Revient toujours le temps des jonquilles…

 

 

Elle habite mon quartier. Mais je ne la vois qu’une fois l’an. Quand fleurissent les jonquilles. L’année dernière, elle avait calé son antique bicyclette contre un banc de pierre de la petite place située juste devant mon petit immeuble. Là, elle présentait quelques bouquets de jonquilles dans une cagette attachée sur le porte-bagages de son vélo.
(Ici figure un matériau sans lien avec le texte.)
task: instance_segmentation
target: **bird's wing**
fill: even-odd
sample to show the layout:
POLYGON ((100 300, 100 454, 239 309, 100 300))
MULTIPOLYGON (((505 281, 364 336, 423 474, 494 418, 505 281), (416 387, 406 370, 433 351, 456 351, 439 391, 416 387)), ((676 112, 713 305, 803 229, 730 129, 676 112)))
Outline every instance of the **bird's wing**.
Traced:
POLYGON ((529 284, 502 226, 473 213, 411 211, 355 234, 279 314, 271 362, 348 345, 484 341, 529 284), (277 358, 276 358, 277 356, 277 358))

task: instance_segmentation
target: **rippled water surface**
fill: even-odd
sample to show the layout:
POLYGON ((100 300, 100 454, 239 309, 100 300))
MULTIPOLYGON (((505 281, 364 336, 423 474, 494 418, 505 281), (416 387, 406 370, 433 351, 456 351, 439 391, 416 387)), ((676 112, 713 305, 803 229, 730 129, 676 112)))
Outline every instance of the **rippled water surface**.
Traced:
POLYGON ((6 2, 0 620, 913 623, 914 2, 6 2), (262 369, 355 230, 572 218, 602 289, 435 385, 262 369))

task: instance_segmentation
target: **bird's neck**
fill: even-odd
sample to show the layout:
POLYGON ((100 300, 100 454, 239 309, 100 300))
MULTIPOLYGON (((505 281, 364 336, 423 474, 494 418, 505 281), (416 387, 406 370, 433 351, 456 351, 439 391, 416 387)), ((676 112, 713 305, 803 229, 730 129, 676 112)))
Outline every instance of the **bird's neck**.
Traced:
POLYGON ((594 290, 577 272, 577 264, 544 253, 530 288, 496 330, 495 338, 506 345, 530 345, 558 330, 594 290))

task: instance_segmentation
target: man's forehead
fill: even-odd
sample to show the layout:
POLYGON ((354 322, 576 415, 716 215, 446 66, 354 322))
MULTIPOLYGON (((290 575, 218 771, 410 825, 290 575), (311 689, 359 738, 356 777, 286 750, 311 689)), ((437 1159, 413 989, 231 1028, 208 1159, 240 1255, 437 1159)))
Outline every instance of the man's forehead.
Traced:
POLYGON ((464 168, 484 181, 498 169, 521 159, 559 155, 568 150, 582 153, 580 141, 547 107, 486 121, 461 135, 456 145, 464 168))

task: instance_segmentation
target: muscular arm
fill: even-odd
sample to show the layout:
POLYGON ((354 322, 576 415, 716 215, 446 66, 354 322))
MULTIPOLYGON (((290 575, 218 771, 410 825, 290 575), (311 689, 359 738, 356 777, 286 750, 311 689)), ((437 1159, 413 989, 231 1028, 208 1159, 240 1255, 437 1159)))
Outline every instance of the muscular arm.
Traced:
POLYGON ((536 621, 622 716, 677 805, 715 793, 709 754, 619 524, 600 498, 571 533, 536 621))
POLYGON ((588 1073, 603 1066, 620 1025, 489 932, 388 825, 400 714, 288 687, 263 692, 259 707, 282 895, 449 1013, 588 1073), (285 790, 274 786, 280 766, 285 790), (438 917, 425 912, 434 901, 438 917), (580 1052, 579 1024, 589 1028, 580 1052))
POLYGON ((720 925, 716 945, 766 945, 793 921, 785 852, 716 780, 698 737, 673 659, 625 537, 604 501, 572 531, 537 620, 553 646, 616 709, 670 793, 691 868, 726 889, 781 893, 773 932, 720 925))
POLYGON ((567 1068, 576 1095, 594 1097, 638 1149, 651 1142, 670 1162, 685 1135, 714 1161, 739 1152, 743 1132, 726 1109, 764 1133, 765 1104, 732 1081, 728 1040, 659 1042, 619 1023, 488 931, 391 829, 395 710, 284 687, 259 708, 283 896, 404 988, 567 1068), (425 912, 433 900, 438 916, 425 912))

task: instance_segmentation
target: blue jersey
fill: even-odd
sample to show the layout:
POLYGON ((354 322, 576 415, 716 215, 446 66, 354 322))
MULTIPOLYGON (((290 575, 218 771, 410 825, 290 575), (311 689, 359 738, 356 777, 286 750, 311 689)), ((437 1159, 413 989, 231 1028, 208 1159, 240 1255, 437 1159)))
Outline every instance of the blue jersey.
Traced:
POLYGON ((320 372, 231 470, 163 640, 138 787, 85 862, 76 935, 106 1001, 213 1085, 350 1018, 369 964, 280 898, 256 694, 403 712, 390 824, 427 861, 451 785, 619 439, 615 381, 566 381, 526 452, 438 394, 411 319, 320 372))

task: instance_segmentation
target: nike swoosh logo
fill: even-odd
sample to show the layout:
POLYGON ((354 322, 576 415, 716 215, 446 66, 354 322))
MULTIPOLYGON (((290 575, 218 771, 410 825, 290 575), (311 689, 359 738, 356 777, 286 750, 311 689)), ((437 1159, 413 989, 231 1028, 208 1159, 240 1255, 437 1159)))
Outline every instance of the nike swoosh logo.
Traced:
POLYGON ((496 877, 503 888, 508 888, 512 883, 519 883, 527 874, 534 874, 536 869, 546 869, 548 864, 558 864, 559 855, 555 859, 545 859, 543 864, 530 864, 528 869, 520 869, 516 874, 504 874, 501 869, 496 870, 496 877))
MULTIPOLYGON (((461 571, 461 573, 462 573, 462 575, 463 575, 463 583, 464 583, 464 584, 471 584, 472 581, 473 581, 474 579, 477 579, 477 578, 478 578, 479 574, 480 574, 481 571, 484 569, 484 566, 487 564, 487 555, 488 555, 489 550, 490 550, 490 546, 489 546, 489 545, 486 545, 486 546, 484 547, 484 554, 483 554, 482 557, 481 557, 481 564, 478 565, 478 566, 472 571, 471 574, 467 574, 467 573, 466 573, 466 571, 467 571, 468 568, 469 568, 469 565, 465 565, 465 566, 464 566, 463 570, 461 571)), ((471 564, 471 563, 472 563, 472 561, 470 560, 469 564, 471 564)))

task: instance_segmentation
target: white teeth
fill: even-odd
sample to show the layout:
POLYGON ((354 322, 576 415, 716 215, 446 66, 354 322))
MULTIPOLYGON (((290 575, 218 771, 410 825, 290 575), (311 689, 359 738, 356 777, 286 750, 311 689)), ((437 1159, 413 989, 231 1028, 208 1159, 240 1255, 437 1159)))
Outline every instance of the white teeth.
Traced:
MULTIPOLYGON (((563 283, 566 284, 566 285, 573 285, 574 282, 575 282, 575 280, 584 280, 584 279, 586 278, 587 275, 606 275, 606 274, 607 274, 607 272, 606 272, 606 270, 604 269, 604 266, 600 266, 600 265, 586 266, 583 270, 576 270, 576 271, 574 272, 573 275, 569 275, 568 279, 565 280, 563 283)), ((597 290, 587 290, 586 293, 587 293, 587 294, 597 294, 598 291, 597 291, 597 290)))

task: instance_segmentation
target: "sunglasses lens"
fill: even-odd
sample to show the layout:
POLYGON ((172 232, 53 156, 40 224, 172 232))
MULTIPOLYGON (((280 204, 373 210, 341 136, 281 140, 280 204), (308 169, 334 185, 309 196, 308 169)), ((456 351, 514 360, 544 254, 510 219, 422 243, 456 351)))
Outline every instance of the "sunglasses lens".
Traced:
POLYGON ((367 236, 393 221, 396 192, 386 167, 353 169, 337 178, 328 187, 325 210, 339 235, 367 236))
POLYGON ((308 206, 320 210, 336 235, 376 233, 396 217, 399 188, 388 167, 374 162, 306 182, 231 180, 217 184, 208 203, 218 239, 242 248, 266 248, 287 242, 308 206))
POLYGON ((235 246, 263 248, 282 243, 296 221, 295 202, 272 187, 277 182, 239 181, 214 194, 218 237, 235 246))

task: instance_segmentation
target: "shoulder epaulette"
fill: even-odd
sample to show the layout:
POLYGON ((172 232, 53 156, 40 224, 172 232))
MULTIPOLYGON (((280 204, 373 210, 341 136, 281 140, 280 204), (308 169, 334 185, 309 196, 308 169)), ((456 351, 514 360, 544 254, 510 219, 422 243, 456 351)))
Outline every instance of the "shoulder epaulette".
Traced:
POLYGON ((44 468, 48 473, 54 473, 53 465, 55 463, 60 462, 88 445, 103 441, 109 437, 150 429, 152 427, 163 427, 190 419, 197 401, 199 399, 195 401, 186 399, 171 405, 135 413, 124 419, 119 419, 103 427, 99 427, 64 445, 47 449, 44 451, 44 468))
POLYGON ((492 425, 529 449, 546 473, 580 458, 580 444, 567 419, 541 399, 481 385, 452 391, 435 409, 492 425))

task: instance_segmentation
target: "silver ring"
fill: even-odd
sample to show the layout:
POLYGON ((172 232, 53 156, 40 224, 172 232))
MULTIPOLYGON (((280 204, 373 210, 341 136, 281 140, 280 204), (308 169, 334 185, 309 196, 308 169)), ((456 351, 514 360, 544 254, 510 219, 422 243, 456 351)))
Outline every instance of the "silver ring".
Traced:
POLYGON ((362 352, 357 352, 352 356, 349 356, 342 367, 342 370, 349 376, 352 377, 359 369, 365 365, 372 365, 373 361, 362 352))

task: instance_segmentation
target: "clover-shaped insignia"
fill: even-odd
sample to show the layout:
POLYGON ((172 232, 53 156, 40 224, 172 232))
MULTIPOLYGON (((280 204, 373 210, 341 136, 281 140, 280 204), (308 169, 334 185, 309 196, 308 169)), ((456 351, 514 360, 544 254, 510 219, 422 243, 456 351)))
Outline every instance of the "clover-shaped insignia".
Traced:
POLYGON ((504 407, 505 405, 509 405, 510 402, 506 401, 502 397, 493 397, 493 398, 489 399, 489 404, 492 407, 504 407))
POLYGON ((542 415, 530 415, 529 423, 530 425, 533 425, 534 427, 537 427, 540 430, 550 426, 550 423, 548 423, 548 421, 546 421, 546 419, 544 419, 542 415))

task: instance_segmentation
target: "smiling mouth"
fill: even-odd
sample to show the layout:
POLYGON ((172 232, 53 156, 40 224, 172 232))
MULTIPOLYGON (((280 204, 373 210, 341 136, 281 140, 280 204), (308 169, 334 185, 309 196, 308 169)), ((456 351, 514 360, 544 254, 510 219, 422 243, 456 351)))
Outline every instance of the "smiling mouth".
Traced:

Ce matin, c’est au début de la rue du Pont des Marchands, côté place de l’Hôtel de Ville, que je l’ai aperçue. Assise sur la bordure entourant un palmier, elle lisait. Son vélo et ses jonquilles étaient, comme chaque mois de mars de chaque année, à ses côtés. Et je l’ai rituellement remerciée d’être encore là dans sa grande simplicité. Pendant que nous bavardions, des gens passaient devant nous, indifférents à cette innocente messagère de la fin des jours tristes et des heures courtes ; ils passaient insensibles et froids devant tout ce jaune en bouquets qui semblait appeler le soleil. Ainsi allait un monde dénaturé. Sec et sans âme.